INTEGRITY sind eine der Vorreiter des ursprünglichen Metalcore-Sounds gewesen, also Metal-Einflüsse in Hardcore einzubauen. In den letzten Jahren dödelten die Kerle aus Cleveland mehr vor sich hin, noch dazu in wechselnder Besetzung, bekamen aber immer neue Veröffentlichungen hin. „The Blackest Curse“ ist zur Abwechslung mal ein komplettes Album, vorher gab es nur kleinformatigere Sachen. Aber das ist auch das Problem an der Sache: die Scheibe kickt nicht. Dabei bemühen sich INTEGRITY 2010 nach Kräften, den brutal-rohen Sound, die unbändige Wut, den Hass, in ihre Songs zu bringen, also genau das, was sie in den 90ern so fantastisch machte.
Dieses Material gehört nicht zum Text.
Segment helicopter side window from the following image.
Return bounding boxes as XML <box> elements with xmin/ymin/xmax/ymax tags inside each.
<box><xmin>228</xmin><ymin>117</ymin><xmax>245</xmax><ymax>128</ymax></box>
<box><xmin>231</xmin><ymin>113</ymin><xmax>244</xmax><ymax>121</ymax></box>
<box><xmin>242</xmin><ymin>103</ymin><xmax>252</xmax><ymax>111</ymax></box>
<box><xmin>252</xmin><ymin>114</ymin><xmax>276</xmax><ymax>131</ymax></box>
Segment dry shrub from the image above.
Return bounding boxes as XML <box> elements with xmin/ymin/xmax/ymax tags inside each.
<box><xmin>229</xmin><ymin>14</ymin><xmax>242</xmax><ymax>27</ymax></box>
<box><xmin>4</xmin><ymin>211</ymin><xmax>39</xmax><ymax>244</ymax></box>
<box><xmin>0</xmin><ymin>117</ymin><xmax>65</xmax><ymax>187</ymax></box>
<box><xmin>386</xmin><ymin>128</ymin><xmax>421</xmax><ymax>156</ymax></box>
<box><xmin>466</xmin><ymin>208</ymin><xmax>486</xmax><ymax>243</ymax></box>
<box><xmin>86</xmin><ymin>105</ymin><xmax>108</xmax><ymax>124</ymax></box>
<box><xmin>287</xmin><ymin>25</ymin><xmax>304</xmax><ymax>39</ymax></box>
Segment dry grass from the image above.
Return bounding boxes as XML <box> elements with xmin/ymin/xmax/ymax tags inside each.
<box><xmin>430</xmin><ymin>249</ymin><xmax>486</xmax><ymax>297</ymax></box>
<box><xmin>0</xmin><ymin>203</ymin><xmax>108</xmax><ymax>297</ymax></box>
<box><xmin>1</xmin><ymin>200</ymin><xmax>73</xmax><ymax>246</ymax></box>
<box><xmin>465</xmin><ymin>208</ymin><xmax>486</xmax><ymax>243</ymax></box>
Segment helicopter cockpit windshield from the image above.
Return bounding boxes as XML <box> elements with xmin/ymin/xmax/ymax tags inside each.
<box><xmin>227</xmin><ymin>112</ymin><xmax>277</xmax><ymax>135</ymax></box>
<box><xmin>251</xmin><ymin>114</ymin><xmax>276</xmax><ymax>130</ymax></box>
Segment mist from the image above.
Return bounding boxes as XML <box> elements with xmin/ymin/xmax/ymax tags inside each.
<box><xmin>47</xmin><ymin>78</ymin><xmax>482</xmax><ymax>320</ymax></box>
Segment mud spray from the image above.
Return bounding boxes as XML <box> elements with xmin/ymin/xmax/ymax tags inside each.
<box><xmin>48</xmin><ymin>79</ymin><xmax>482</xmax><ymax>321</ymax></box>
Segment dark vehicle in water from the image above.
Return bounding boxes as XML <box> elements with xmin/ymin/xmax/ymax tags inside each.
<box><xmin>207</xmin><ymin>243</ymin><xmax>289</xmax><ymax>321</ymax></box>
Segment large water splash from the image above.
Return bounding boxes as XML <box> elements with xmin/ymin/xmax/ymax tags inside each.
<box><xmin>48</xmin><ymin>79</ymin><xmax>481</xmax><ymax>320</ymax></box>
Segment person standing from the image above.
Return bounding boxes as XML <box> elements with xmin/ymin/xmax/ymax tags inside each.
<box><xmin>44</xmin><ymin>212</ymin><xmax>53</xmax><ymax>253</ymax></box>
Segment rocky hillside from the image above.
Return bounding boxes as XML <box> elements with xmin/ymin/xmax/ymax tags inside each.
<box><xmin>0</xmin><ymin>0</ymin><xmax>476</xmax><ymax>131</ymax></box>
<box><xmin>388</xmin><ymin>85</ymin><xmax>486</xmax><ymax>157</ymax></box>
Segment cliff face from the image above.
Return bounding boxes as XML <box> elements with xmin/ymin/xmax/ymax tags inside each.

Stellenweise gelingt das („Through The Shadows Of Forever”), aber das bleibt die Ausnahme als die Regel. Viele Songs wirken seltsam bemüht, seltsam kraftlos, fast so, als wäre es der Band egal, was auf dem Album wie klingt. Im direkten Vergleich mit der eigenen Discography kann „The Blackest Curse“ noch viel weniger überzeugen und bleibt ein Schatten dessen, was diese Band zu leisten im Stande war.